If you’re going to take the photos in your home (highly encouraged since you can control the temperature and everyone is comfortable), my biggest tip while you practice is to grab a teddy bear or some of baby’s shoes — anything that may be sweet to have your baby lie next to once they’re born. Go into different rooms in the house and take photos of of these objects at different angles. Focus on rooms with natural light pouring in from the windows. Ideally, don’t use the camera flash or any artificial light.
Once you get a better idea of what places look best, take pictures of your partner, friends, or even yourself (to practice with the timer and/or remote) to see which places are your absolute favorite. As you get closer to your due date, take note of the times of the day that work best. My ideal time for indoor photography is around 10am, but it will typically be when the sun is shining the brightest.

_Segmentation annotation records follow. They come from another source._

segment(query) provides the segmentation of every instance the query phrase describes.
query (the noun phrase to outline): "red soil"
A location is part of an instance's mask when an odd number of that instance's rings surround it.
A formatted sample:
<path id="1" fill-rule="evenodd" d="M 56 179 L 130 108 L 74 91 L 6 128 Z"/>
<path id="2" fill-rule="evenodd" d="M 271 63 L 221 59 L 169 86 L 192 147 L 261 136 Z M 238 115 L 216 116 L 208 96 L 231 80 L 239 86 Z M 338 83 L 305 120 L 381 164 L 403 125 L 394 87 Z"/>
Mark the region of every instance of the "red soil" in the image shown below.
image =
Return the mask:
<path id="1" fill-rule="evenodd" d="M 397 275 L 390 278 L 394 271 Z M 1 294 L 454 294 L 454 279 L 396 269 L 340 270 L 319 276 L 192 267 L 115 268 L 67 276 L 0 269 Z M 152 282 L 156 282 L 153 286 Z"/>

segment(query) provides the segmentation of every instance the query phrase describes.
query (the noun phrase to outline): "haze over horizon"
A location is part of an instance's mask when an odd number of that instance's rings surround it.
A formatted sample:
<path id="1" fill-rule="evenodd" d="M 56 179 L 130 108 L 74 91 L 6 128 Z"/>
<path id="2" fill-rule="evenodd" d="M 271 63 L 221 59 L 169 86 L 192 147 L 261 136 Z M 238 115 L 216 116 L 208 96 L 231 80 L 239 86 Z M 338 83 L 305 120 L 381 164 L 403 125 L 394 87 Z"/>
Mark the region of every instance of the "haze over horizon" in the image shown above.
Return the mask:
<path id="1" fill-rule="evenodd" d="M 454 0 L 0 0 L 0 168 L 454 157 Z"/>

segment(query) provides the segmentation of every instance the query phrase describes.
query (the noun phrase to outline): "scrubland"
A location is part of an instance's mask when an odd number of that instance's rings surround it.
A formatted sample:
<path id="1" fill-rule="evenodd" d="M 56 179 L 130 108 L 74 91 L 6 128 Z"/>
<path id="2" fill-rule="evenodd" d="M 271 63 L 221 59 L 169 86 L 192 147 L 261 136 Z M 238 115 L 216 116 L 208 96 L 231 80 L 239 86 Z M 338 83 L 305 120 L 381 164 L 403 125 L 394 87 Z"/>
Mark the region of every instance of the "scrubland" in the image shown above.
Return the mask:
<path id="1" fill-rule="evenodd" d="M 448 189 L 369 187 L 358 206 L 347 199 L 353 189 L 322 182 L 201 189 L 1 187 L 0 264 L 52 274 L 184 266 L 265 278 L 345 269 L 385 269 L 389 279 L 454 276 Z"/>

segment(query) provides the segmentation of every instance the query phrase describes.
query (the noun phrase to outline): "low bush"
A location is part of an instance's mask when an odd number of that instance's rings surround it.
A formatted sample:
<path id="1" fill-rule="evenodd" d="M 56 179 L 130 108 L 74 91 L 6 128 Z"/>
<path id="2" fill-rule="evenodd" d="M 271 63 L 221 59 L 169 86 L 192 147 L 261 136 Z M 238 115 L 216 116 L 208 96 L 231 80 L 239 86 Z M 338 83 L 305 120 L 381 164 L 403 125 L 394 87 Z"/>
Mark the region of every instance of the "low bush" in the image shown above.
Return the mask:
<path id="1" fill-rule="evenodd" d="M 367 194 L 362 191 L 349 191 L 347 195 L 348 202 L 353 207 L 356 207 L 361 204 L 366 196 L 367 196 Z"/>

I love the idea of props, but they’re definitely not necessary. Some people may find them cheesy, but for the pictures you’ll take of your baby solo, props will help create the tone for the images and can add a little more sentimental value to them. They can be as elaborate or as simple as you’d like, but try not to get too carried away as your little one will tire from being picked up and moved around so often. Need some ideas?
- Visit a craft/hobby store and see what inspires you.
- Go on Pinterest and see what other people are doing.
- Use items that you already plan to incorporate into the nursery.
- Enlist a creative family member to design or create something special.
- Use sentimental items from family members or an heirloom of your own.
- Think of things that are important to you and your partner, and you can incorporate it
I personally love very simple photos. When done right, they can be incredibly beautiful and powerful. It also helps to focus all of the attention on your sweet baby. That said, have a white sheet available and a white swaddle. White also reflects light best for your photos.
I love the idea of using the nursery for photos since it will capture this space that has been set up specifically for this new time in your life. If you have time, get everything cleaned and prepared here too. If the lighting isn’t ideal for portraits with your baby in it, at least take photos of it to remember it.
Lastly, have 1-2 favorite outfits, a hat, and a few cute diaper covers if you don’t want their diaper showing. I personally prefer not to take photos with the diaper off out of fear of accidents (ha), so cute diaper covers or even cloth diapers are good to invest in for the photos (unless you’re daring enough to get those baby bum shots).
That’s pretty much it for the prep-work that I can think of from my experiences. I hope you found some of this helpful. If you’ve done your own sessions before, let me know what other pre-work might be helpful!